Tutto era pronto per la festa del suo compleanno: il 20 agosto. Il padre si era offerto di mettere a sua disposizione il giardino di casa. L'aveva aiutata a liberare gli spazi e a posizionare alcuni tavoli con qualche panca. La gioia di Anna fu completa quando vide William e capì che sarebbe rimasto anche dopo averle dato il regalo. La musica, i regali, la torta e poi la serata si sarebbe conclusa al mare. Era un'organizzazione perfetta.
Ed erano proprio al mare quando, come in un castello di carta, quel mondo cominciò a sgretolarsi.
Fabio era entrato in un mutismo di ghiaccio. Anna all'inizio pensò che si trattasse di stanchezza o che qualcosa l'avesse infastidito, forse la presenza di William. Ma sarebbe stato da sciocchi credere che lui non ci sarebbe stato, tanto più che la festa si doveva svolgere proprio a casa sua.

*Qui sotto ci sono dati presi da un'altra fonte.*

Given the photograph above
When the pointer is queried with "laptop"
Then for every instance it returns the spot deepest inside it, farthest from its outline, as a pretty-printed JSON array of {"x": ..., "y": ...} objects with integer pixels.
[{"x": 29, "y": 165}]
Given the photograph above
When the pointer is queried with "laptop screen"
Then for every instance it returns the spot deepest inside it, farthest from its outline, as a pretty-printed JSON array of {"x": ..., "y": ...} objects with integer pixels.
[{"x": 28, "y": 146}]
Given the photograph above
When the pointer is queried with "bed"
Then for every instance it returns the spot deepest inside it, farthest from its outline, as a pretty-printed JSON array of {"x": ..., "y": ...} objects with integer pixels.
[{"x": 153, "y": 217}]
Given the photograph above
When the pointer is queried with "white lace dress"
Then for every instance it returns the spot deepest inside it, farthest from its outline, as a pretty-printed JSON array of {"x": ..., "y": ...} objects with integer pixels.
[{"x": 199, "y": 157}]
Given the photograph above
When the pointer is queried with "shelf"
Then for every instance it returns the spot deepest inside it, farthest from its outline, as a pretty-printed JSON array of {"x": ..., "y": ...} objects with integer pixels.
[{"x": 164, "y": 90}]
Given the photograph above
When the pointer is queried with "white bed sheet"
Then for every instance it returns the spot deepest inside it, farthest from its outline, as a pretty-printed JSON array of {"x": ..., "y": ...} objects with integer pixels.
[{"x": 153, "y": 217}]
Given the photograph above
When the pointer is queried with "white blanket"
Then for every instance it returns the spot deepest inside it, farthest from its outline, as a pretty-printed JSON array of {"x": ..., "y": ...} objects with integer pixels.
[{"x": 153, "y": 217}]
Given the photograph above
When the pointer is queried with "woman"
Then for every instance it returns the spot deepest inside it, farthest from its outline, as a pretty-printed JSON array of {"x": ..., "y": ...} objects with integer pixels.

Allora cominciò a considerare che si trattasse dell'esuberanza di Vanessa dalla quale, nell'ultimo periodo cercava di tenersi alla larga. Poi, dietro la sua insistenza di sapere che cosa lo turbasse, lui si alzò, si ripulì i pantaloni dalla sabbia e dichiarò che se ne sarebbe andato.
Salutò tutti con garbo, come se fosse la cosa più naturale del mondo abbandonare a metà la festa di compleanno della propria ragazza. Risalì le dune con tutta calma. Anna dapprima rimase a guardarlo incredula che potesse realmente lasciarla lì in quel modo, poi, vedendo che lui procedeva senza voltarsi, lo seguì salendo di corsa le dune e, raggiungendolo prima che attraversasse la strada per entrare nel parcheggio, gli urlò:
- Vuoi dirmi che cavolo è successo? - Faticava a respirare a causa dell'affanno.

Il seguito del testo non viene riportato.